J'essaie quelquefois de me mette à la place de ces parents adoptifs qui ont un jour entendu ou entendront : « je veux retrouver ma mère biologique » et je comprends…je comprends la peur et l'angoisse que vous pourriez ressentir. C'est pourquoi je ne nourri aucune colère.

Je crois qu'il est important, autant pour un enfant adopté qu'on lui reconnaisse ses droits, autant pour ses parents, qu'on leur reconnaisse la difficulté d'être parent adoptif. Ce n'est pas facile quand, autour de soi le problème ne se pose pas et quand dans votre cas vous êtes confrontés à un partage douloureux : celle avec une mère qui jusque là n'éveillait aucune question, ni ne faisait naître aucun intérêt pour votre enfant, celle qu'on avait peut être oublié…Un jour elle refait surface car cette grande Inconnue qui dormait si bien au fond de chaque adopté, se réveille et fait partie de sa vie. Quelle souffrance pour vous, mais ne l'oubliez pas, c'est de son bonheur dont il s'agit, et si la demande est là, alors soyez près de lui car, encore une fois, c'est dans ces moments là qu'il aura besoin le plus de vous, ses parents.
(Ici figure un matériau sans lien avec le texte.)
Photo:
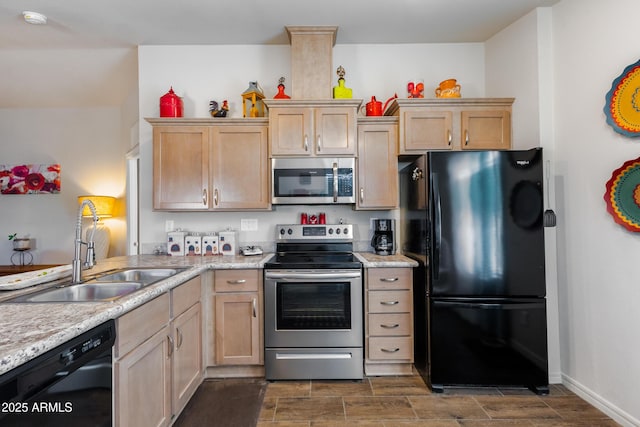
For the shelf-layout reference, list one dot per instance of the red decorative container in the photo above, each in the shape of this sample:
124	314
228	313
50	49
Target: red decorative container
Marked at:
170	104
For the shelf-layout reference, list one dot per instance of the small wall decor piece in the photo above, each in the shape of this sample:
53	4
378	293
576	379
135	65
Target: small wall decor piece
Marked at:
29	179
622	195
216	110
623	102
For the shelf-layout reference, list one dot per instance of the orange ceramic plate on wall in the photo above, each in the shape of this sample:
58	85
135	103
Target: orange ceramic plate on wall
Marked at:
622	195
623	102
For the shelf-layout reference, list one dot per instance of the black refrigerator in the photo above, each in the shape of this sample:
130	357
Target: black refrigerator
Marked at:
474	222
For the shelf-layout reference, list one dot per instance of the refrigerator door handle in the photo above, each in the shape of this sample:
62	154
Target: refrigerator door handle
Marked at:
437	226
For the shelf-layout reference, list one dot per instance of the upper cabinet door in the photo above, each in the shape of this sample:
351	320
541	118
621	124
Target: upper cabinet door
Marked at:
486	130
291	131
377	166
313	127
181	168
335	131
427	130
240	168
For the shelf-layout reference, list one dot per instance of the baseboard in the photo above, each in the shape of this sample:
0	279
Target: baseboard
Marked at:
602	404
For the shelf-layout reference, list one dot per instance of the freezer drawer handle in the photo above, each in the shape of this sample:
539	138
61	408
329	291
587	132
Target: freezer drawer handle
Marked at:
303	356
395	325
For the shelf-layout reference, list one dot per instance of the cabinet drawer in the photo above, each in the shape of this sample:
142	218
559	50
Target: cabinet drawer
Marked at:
236	281
140	324
390	348
389	301
185	295
395	324
389	278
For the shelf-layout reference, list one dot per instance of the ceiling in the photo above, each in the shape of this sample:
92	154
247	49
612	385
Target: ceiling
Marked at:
95	41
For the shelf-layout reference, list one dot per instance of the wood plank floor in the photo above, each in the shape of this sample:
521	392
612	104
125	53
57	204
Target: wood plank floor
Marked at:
407	402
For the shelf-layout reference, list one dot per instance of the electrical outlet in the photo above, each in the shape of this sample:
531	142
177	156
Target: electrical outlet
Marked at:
248	225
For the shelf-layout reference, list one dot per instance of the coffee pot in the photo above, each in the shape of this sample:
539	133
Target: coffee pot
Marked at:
382	240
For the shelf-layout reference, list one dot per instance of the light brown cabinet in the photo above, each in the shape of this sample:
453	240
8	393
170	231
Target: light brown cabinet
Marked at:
158	358
377	163
389	321
209	164
452	124
237	304
312	128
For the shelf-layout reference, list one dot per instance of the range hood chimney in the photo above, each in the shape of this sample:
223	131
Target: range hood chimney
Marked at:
312	61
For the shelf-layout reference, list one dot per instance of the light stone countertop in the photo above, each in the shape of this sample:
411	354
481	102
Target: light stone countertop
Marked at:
371	260
28	330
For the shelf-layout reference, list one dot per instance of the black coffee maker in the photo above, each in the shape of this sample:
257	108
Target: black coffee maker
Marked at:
382	240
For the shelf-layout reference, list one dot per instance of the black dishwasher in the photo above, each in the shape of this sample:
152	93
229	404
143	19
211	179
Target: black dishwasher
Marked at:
70	385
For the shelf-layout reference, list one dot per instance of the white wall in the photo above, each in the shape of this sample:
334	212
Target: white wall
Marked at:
88	144
202	73
518	65
593	41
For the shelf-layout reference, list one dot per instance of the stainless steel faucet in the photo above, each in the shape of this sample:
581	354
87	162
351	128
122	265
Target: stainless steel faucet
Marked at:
77	264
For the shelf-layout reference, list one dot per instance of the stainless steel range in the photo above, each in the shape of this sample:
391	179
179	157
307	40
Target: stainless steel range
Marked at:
313	305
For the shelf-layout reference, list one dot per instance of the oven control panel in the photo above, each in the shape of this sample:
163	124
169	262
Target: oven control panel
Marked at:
314	232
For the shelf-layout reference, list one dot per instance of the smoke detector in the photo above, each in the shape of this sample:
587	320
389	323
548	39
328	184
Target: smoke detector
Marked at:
34	18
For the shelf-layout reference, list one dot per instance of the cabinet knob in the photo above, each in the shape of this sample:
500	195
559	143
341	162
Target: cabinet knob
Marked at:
393	326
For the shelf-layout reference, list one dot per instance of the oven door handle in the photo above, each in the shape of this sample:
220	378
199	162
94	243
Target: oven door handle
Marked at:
290	275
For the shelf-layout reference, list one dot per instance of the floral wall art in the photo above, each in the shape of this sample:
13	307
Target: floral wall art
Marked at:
30	179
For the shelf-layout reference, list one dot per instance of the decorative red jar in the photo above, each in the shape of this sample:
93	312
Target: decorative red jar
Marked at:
170	104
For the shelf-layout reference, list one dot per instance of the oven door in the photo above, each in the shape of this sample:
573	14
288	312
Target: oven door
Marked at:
313	180
313	308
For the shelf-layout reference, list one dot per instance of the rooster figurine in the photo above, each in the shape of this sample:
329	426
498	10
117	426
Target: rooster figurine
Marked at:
218	112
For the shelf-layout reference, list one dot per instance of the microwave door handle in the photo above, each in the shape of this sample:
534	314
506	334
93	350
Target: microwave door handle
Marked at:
335	182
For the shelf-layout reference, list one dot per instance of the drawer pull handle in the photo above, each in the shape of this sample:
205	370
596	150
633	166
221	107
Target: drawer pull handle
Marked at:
179	344
169	345
395	325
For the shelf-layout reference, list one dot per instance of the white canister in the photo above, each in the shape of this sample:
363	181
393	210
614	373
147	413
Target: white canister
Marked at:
192	245
210	245
227	242
175	243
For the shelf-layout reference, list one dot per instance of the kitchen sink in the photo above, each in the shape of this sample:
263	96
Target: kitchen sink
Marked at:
104	287
83	292
146	276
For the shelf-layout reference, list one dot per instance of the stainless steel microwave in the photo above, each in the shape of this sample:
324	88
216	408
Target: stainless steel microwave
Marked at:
314	180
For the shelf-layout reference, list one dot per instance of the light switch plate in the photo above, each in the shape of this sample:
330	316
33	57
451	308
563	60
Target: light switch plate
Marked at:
248	225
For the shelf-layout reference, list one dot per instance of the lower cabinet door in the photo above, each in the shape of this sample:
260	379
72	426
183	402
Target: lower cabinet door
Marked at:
237	329
143	381
187	356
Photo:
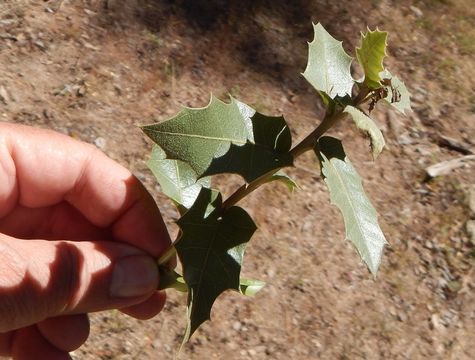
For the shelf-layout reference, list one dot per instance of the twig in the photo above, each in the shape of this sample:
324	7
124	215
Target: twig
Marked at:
445	167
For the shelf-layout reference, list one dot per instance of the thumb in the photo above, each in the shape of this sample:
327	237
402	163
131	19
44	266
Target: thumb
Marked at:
41	279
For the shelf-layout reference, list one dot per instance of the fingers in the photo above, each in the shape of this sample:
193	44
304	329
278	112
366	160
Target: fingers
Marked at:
42	279
147	309
66	333
61	221
28	343
5	343
40	168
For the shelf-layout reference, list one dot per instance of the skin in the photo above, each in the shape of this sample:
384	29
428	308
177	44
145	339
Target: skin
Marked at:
78	233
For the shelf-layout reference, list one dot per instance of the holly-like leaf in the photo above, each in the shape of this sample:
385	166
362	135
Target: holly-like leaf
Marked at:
177	179
367	125
371	54
328	66
225	138
398	95
251	287
346	192
211	250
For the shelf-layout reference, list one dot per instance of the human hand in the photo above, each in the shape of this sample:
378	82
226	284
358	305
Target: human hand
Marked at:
78	233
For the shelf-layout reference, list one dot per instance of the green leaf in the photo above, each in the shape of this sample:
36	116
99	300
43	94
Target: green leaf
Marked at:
211	250
346	192
285	179
398	95
367	125
225	138
250	287
176	178
371	54
328	66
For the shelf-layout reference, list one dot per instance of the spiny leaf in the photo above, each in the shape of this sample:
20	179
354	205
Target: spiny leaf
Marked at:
398	95
176	178
366	124
251	287
328	66
371	54
211	250
225	138
346	192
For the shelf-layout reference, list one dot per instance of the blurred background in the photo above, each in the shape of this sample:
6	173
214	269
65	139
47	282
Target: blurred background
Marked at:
95	69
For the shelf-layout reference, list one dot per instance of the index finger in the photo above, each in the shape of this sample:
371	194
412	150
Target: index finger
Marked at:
41	168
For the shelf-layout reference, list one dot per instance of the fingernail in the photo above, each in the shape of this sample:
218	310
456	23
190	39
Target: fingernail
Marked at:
134	276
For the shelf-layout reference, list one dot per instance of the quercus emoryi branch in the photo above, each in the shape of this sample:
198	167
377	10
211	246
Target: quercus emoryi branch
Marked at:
234	138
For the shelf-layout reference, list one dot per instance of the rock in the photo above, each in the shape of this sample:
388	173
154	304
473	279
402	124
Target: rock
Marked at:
100	142
471	201
416	11
4	95
435	322
470	227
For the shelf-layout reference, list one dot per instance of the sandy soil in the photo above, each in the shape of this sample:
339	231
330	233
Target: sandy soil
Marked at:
96	69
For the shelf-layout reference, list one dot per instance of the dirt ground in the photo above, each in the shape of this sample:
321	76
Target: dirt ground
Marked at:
95	69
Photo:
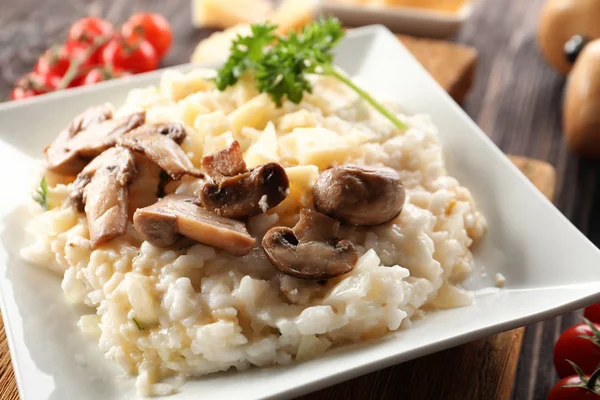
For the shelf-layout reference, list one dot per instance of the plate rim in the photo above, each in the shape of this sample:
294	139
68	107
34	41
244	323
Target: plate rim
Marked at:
358	370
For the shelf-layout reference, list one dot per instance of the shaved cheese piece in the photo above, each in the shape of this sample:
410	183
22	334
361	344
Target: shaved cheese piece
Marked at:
225	14
293	15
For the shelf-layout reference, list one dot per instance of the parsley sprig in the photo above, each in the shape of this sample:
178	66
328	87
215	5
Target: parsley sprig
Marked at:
41	194
281	65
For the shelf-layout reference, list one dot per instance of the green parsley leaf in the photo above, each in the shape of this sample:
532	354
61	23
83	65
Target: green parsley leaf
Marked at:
282	69
245	53
41	194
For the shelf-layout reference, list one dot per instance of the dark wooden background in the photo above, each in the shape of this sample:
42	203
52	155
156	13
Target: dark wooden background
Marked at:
516	100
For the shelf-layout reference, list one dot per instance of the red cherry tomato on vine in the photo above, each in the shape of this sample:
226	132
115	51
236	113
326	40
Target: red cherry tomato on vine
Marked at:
593	313
135	57
53	63
152	27
560	392
582	351
86	30
86	33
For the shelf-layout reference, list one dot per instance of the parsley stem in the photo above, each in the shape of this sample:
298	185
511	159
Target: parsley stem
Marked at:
378	106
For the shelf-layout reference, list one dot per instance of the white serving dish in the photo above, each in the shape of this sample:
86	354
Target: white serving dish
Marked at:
550	267
408	20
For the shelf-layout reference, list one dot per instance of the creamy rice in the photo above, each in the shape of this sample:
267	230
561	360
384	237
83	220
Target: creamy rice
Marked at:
188	312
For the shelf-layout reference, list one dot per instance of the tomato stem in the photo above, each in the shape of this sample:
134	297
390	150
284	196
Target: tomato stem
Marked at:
75	64
591	383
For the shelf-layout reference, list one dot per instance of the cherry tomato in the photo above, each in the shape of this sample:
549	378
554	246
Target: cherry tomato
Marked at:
86	30
593	313
152	27
53	63
135	57
560	392
582	351
27	86
79	52
102	74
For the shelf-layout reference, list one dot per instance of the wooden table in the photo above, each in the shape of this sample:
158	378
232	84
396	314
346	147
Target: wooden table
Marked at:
516	100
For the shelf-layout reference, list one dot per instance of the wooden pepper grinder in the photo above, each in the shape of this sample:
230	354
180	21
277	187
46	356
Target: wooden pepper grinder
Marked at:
581	110
569	40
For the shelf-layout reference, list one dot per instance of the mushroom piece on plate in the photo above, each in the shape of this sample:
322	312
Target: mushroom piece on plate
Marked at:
358	195
88	135
174	216
160	144
101	189
247	194
312	249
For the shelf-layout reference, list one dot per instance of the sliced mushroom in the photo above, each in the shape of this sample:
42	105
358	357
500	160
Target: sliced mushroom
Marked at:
358	195
163	223
227	162
101	190
247	194
87	136
144	190
312	249
160	144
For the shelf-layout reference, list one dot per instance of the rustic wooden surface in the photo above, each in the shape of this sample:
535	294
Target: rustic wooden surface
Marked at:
516	99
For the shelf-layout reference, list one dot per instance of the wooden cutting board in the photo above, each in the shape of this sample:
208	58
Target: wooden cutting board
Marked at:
484	369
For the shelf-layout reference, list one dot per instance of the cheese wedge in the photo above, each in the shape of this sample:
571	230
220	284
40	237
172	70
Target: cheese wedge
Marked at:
228	13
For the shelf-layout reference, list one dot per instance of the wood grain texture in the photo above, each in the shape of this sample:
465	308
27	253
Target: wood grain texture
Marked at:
452	65
516	99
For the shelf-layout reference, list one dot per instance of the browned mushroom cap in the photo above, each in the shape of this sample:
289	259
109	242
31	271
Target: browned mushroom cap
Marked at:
247	194
163	223
227	162
358	195
101	190
87	136
144	189
159	143
312	249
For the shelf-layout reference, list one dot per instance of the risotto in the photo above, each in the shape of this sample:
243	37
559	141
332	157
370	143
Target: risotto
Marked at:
195	309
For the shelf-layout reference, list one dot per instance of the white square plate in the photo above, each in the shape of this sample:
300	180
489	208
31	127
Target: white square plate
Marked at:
550	267
409	20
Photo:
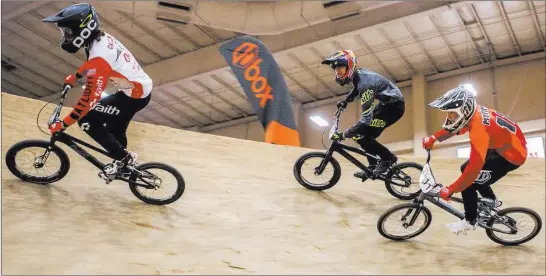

Tout cela n'a rien à voir avec tout l'amour, l'affection que vous avez pu lui donner, cela n'a même rien à voir avec votre capacité d'être parent ou non ! Cela est/sera une chose naturelle à laquelle personne ne peut/pourra rien y faire. Cela ne signifie pas que vous avez échouez, cela ne signifie pas qu'il ne vous aime plus, mais par contre cela signifie que cette partie qui dormait en lui depuis des années s'est réveillée et que lui même peut en avoir peur, c'est nouveau aussi pour lui. Et les seules personnes sur lesquelles il pourra compter, c'est vous. Alors mettez-le en confiance, montrer lui qu'il peut vous en parler, que vous êtes pour lui des piliers sur lesquels il pourra s'appuyer en cas de doute, en cas de coup dur…N'en faite pas un sujet tabou, il risquerait de garder tout cela pour lui au lieu de le libérer et de ne jamais en parler. Vous pourriez peut être ensuite croire que s'il n'en parle pas c'est parce qu'il se sent bien comme ça, alors que ça sera tout le contraire. Ca sera la peur de vous faire mal, de vous faire de la peine, ou la peur d'aborder un sujet sensible qui sera à l'origine de son silence et vous risqueriez de passer à côté d'un mal être non exprimé.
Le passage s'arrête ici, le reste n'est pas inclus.